Micro-scale heat transfer mechanisms of single-bubble nucleation events

The formation, growth and departure of a single bubble at the surface of a heated wall is a fundamental problem which has applications ranging from bubble micropumps and inkjet printers to cooling applications based on boiling heat transfer. The precise prediction of this phenomenon, however, is made difficult by the strong coupling of mass, momentum and energy in the vicinity of a dynamic liquid/vapor interface. Although several important mechanisms (such as microlayer evaporation, transient conduction via surface rewetting and microconvenction from bubble pumping) have been identified over the last half-century, their exact contribution to the bubble growth and overall wall heat transfer has been subject to much debate even in the current literature. In order to quantitatively answer the above question, a novel multi-layer MEMS sensor array has been constructed to obtain high-resolution measurements of surface temperature and heat flux underneath a single bubble within a perfluorcarbon liquid.
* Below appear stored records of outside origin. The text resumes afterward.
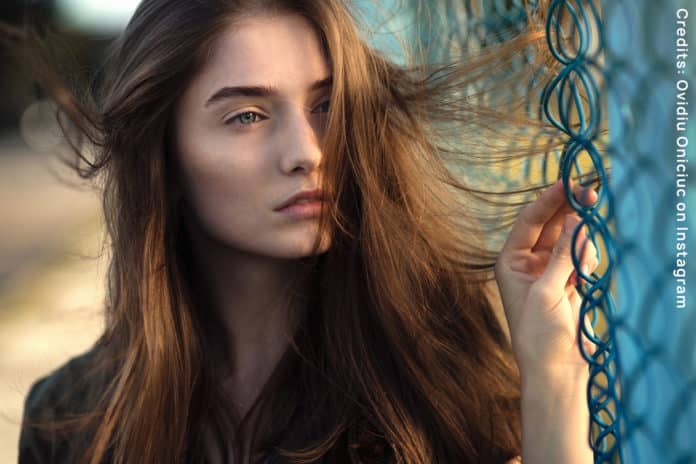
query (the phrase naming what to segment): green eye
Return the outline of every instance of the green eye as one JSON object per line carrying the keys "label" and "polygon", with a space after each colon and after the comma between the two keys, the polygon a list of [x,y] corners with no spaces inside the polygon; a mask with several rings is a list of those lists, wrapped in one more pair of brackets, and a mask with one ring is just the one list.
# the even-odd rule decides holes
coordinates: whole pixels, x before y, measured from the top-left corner
{"label": "green eye", "polygon": [[240,124],[243,126],[249,126],[255,122],[258,122],[258,117],[261,116],[259,113],[253,111],[245,111],[244,113],[239,113],[236,116],[231,117],[225,124],[232,124],[234,121],[239,120]]}
{"label": "green eye", "polygon": [[324,106],[326,106],[326,110],[323,112],[327,113],[329,111],[329,103],[330,103],[330,100],[326,100],[325,102],[323,102],[319,106],[317,106],[317,108],[323,108]]}
{"label": "green eye", "polygon": [[[329,111],[329,100],[324,101],[323,103],[319,104],[317,106],[317,109],[323,109],[321,111],[316,111],[317,113],[327,113]],[[260,115],[259,113],[255,111],[245,111],[243,113],[236,114],[232,116],[230,119],[226,120],[224,122],[225,125],[231,125],[235,121],[239,121],[239,125],[241,126],[251,126],[254,123],[257,123],[261,120],[261,118],[264,118],[264,116]]]}
{"label": "green eye", "polygon": [[[252,116],[252,118],[245,118],[245,116]],[[256,122],[256,116],[258,115],[256,113],[252,113],[251,111],[247,113],[242,113],[239,115],[239,122],[241,122],[242,124]]]}

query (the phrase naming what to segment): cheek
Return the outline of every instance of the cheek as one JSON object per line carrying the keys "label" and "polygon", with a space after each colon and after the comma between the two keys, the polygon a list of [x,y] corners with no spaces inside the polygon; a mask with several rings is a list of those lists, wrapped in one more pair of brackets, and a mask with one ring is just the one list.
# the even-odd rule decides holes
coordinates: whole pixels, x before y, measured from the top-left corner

The result of these measurements has allowed for the detailed description of all three transient mechanisms, and a quantification of their contributions to the bubble growth and heat transfer associated with the ebullition event. Specifically, it is found that convection near the periphery of the bubble interface typically makes the largest contribution to the wall heat transfer at large superheats, followed by rewetting transient conduction and microlayer evaporation, respectively.